Santo Domingo, May 10, 2018.- Civil society organizations denounced serious human rights violations experienced by various indigenous peoples of Colombia most of which occurred during the internal armed conflict and that have put 65% of this population at risk of extinction.
"We thought that after the signature of the peace treaty between the national government of Colombia and FARC, tranquility and harmony would come to our ancestral territory.

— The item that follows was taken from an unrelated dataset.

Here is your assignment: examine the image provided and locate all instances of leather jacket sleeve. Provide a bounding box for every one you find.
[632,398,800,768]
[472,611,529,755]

On the contrary, violence increased throughout Chocó", said Luis Angel Jindrama Mayoma, a member of the Embera indigenous people and coordinator of the National Human Rights Commission of the National Organization of Indigenous Traditional Authorities of Colombia.
The petitioners reported that the disputes between the different armed groups and the interference of mining and oil companies have led to the confinement of multiple communities, including the Embera and Wunaan Peoples, as well as violations of the right to prior, free and informed consultation.

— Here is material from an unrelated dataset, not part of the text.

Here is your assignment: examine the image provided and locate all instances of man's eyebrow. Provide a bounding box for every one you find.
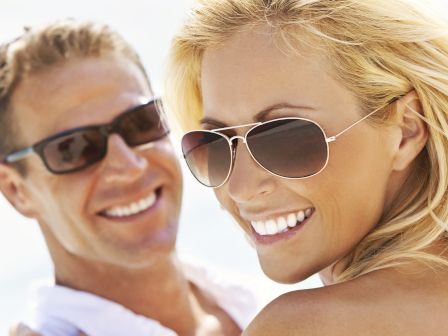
[199,103,314,128]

It is estimated that there are 102 indigenous peoples in Colombia, according to figures provided by different organizations and entities that work with these groups. 16% of indigenous people in the country were affected by the internal armed conflict. According to the Colombian Constitutional Court, 36 groups are at risk of extinction due to events arising from the internal conflict, including forced displacement and the construction of megaprojects. Also, the Indigenous Peoples and Organizations have determined that another 31 groups face a process of imminent extermination due to their demographic fragility, among other causes. In total 67 Indigenous Peoples at risk of disappearance.
The Colombian State has issued orders such as the Constitutional Court Order No. 004, and laws such as Legislative Decree 4633 of 2011 to provide comprehensive measures of reparation and restitution of land for the indigenous peoples victims of the conflict. Violations of victims’ rights persist due to the lack of state investment and political will for the implementation of effective, systematic and lasting measures.

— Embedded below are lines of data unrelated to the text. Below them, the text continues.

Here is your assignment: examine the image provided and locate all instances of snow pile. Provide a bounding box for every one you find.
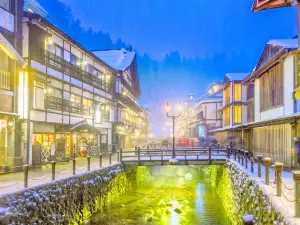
[0,164,134,224]
[225,161,290,225]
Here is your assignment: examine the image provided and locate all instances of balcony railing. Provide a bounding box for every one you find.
[0,70,10,90]
[34,49,110,92]
[46,96,93,115]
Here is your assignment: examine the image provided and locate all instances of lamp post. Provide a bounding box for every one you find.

"Since 2009, the Constitutional Court declared 36 groups at risk of physical and cultural extermination, including the Siona People. We have made statements and reports of risk, but there have been no concrete or suitable responses to what we have done" said Mario Erazo Yaiguaje, leader of the Siona people of Buenavista,"We are secluded due to mining activities, we can not practice our customs and our children have been recruited and taken out of school. There have been also invasions of land by the oil company Amerisur. We as leaders are living a tough situation and we run a serious risk in denouncing what is happening in Colombia".
The petitioner groups requested the Inter-American Commission on Human Rights to conduct an on-site visit to Colombia to monitor the human rights situation of Indigenous Peoples and facilitate a dialogue with government authorities in order find a durable and efficient solution to the situation of human rights violations that have been reported.
"In spite of the Peace Agreement, today Colombia and particularly its indigenous peoples, are experiencing a humanitarian crisis that is just beginning and that affects the physical and cultural integrity of the peoples present here and those who remain within Colombia. This new scenario requires an immediate, comprehensive and concerted intervention by the State, which to date has not occurred" said Lina Maria Espinosa of Amazon Frontlines.